Print Reviews

Grickle

by Graham Annable

Alternative Comics

“grickle”

It’s all in the faces, those crazy, expressive, cartoonish, cutesy Sergio Aragones, Bert-and-Ernie-gone-mad faces that populate every single page of Grickle. With their minimalist expressions and flailing limbs, the faces that live in the Grickle universe communicate more simple truths and absurdities about the human condition than yer Final Fantasy CGI nonsense ever could. Canadian cartoonist Graham Annable spends most of his time working on big time fancy animation projects for companies like LucasArts and Disney. Please don’t hold that against him. Perhaps as a way of making up for his day job, Annable has collected handfuls of stories, scraps, and skits and assembled them into a surprisingly seamless 128-page collection. I haven’t been this entertained by fringe comics work since I happened upon a bunch of J. Lynch’s Nard And Pat back issues.
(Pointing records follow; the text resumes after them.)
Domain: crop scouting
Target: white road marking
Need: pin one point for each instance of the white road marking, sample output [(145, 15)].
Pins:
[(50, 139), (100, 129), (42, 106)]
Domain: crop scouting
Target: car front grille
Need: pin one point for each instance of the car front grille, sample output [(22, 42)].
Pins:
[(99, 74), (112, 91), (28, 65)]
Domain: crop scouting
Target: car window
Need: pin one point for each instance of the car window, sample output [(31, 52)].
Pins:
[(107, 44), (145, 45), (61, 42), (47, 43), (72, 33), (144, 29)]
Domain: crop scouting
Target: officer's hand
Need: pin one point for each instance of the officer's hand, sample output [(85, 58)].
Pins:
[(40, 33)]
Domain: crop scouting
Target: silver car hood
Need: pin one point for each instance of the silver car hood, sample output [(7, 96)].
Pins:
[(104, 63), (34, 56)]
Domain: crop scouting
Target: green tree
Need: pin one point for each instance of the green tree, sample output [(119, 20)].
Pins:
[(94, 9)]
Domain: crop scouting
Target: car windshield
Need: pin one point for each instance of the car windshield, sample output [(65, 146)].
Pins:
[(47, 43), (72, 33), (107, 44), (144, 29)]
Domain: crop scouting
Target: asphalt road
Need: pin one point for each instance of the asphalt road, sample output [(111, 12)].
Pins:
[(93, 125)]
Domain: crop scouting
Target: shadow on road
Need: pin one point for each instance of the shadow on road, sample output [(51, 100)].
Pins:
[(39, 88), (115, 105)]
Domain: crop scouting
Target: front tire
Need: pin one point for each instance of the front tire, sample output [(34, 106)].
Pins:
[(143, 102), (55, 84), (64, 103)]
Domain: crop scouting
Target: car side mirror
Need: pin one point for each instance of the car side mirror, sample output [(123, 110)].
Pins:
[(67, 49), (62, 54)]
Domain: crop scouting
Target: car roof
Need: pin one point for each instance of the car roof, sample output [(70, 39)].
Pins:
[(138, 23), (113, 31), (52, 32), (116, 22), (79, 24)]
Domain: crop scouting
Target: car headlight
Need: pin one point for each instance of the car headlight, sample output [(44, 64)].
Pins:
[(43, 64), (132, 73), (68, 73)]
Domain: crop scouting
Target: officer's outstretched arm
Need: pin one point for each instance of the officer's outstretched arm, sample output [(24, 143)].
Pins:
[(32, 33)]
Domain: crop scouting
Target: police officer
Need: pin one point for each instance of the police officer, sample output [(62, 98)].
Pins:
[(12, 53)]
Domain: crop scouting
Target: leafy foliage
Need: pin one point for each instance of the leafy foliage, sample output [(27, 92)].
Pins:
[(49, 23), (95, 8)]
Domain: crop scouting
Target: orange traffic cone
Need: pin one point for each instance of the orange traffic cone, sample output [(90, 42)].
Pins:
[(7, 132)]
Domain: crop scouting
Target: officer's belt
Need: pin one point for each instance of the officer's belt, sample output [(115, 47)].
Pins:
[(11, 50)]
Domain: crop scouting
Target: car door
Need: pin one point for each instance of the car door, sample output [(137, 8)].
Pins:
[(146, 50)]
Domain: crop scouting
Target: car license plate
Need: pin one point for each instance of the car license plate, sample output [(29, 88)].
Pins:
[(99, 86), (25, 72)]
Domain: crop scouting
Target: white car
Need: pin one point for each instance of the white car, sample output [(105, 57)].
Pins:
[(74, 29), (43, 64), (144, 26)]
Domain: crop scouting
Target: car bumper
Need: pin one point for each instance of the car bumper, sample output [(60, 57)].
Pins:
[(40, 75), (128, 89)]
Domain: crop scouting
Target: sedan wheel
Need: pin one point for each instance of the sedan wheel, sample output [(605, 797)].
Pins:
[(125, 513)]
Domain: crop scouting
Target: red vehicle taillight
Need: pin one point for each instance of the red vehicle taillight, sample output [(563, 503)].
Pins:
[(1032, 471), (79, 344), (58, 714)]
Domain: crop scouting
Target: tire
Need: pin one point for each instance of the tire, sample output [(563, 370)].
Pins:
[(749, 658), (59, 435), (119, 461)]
Grickle makes me cry sometimes. Like in “Decency,” where two kids throw stones at a frog until he/she dies, one egging the other on with a face all twisted with venom and rage. The uncertain kid doesn’t, and in a single heartbreaking panel, makes the frog a little resting place with a tiny headstone that reads “froggy.” Like in “Wee Man,” which is all about the transience of human companionship. But Grickle makes me laugh the rest of the time. Laugh so much that my eyes start tearing up. Laugh at unsolved hit-and-runs, at party asses, at Polaroids, at old people, nonsmokers, divorces, board games, frustrated love, the quest for eternal enlightenment, even at people who are only at their best when they’re on the toilet. But I always come back to those toon facial expressions that Annable has so easily mastered: the goofy smile of the guy who’s just been beaten up by two smokers, the sad eyes of the fella whose best friend has just bolted from their fishing trip to seek the TRUTH, the man and his dog singing and laughing when they realize they won’t get caught, and the slow transformation of a hopeful suitor into a stressed-out Nosferatu who has to flee from the possibilities/claustrophobia of commitment. I’m dying here. Graham Annable’s Grickle is damn close to comics genius. Just fucking hurry up and buy this.